Once into Acapulco, before heading out to the diving site, we took a detour through some very narrow, winding, steep streets up to the San Diego Fort - well worth the detour.  There is so much history laid out in the rooms of the pentagon shaped fort, everything is displayed beautifully.  The place is impeccably clean, the views are absolutely amazing and the admittance fee is only 55 pesos each (around $5).

Water cooled cellar off the main kitchen

Within the inner walls of the pentagon shaped fort

Entrance has a drawbridge over the moat, thick wooden doors and a portcullis

Royal Carriage

Until visiting the fort of San Diego, I had never realized quite how powerful the Spanish were and how many lands they controlled, nor how much of an influence has been exerted by the Filipinos. There is a strong eastern influence especially with food and culture.

Looking out over Acapulco over the ramparts from the fort, we got a good idea of what a great vantage point this was and how the many cannons could easily take out ships in Acapulco bay.  This is probably why the fort never fell to any pirates or buccaneers.  We also saw several hundred cars lined up ready to be exported.

There are a lot of decaying buildings because of lower rate of tourism (cruise ships no longer pulling in to port here) caused by the drug related violence as well the the over abundance of vendors from the every growing number of shanty towns that cling to the hills.  However, there seems to be action to encourage tourism back (the main source of income) with the strong police and security presence as we have been seeing on most of our travels.

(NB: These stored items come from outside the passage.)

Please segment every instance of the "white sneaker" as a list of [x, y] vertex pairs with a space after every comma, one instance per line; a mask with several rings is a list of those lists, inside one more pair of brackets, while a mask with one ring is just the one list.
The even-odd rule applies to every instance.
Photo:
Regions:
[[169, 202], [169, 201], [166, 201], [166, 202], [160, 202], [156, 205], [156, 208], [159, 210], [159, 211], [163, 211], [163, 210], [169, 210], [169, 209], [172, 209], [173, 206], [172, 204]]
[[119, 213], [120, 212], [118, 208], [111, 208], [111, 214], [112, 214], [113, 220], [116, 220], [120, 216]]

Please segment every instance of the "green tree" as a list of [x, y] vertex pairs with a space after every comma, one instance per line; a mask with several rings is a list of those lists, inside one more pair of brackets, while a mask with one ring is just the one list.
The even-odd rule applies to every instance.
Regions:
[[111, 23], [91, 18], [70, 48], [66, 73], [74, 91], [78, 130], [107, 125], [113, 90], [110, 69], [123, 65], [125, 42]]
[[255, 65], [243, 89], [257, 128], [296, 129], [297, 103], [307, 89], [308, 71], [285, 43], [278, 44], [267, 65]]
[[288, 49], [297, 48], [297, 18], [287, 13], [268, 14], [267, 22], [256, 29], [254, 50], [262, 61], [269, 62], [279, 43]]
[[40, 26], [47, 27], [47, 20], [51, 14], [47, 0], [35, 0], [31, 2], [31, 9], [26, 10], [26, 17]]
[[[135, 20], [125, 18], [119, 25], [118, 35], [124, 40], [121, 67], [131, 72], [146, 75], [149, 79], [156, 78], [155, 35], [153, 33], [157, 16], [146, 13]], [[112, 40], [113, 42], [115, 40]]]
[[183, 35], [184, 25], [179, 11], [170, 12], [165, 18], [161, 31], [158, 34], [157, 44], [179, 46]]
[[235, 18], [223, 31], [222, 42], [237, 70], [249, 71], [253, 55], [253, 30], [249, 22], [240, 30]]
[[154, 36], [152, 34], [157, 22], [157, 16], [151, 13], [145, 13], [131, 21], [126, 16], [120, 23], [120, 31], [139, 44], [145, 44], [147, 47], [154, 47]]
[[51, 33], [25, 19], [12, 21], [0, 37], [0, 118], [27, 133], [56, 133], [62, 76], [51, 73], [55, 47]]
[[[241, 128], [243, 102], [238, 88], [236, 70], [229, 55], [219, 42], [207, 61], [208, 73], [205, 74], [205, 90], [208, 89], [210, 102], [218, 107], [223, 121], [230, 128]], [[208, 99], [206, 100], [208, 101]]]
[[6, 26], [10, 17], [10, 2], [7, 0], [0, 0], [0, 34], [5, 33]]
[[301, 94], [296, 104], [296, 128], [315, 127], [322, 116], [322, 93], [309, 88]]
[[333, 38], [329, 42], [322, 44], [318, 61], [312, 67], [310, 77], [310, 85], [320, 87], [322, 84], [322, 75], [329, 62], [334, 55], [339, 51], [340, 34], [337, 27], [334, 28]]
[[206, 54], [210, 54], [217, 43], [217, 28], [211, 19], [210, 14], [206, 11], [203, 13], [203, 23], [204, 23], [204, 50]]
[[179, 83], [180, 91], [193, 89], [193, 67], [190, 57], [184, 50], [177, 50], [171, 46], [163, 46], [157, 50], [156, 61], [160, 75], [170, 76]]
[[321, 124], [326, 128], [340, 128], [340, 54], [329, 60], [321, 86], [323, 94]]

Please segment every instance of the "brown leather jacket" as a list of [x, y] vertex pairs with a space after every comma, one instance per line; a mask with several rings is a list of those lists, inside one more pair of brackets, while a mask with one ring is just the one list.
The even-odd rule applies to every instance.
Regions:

There are lots of signs of people trying to beautify their surroundings and labor is nearly always manual - look at the mosaics being painstakingly applied to a wall of a music college in a narrow street across from the fort.

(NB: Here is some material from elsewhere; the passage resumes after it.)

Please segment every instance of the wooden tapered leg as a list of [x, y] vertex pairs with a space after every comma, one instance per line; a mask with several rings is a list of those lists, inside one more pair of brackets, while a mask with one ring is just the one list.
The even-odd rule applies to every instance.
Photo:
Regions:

Unfortunately we missed the cliff divers because we got there after lunch and their next performance was only going to be at 7:30 in the evening, we had to pay 20 pesos to park the car before we found that out so went for a stroll around the area but there is nothing there except for some really questionable looking dirty food stalls and the usual mechanic shops etc.
Site of the cliff divers with viewing platform
We got out of there quickly and headed down towards the beach area to look for somewhere to get something to eat.  Once again it was a bit of a fight with the traffic and the very narrow streets - somehow it just works though.  Look at the bus stops in the middle of the street, pretty clever really because there is a bus lane in the middle of each side of the road so you can get off the bus in the middle and get another bus going in the opposite direction without having to cross the street.

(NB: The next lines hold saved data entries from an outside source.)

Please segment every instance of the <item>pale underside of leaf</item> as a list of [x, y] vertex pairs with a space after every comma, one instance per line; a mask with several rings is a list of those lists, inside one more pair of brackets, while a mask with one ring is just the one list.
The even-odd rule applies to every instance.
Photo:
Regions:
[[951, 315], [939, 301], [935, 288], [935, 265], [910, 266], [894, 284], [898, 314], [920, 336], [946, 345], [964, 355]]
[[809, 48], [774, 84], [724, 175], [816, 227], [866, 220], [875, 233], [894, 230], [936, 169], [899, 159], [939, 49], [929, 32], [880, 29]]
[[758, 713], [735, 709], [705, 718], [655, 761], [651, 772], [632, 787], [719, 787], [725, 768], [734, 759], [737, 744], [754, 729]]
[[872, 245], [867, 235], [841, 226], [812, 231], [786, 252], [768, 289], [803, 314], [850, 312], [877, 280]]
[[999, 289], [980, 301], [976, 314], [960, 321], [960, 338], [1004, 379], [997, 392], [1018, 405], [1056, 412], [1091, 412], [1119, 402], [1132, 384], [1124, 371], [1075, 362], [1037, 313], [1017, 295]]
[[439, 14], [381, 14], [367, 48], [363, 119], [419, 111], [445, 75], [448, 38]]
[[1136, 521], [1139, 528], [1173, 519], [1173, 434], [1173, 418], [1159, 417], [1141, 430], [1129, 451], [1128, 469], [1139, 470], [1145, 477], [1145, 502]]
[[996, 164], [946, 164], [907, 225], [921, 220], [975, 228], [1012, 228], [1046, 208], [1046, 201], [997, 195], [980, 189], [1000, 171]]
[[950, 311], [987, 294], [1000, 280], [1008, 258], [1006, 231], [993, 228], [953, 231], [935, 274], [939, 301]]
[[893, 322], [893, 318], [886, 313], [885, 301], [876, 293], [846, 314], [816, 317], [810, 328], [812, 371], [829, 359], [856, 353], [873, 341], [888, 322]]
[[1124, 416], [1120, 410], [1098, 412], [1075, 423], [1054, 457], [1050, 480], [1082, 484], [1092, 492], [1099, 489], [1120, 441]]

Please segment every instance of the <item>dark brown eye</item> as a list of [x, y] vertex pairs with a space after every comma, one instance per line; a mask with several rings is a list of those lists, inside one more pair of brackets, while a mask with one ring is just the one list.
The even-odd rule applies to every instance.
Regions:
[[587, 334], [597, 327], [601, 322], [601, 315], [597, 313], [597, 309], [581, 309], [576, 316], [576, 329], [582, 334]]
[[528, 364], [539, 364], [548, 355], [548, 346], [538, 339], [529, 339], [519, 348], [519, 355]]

Enough already of this city, let's get out of town and head back to Playa Diamente to get a very late lunch.  On the way back I saw the most beautiful bay with a Marina, surely with all those big boats out there, there must be somewhere where the more wealthy people don't mind eating?

Looks beautiful doesn't it?  Well the up close and personal truth was not a beautiful site and there were many food vendors that I couldn't (wouldn't?) bring myself to get food from but we finally found one place that looked better than others so we decided to take a chance.  The restaurant had a lovely view of the bay and even had it's own swimming pool - I can only imagine the fun that is had there late in the evening when tequila and swimming pool come together. It was actually a pretty nice place and we had 'dedos de pesco' (fingers of fish, nothing like fish fingers though) with rice, lettuce and tomato slices which we washed down with a corona and a coke - when we questioned the waiter about type of fish it was (it was a very firm nice flavored fish) we found out that we had been eating marlin.

One the way out we saw some more examples of the exciting wall art that is quite prevalent in Mexico - there is actually quite a following of Mexican graffiti and murals.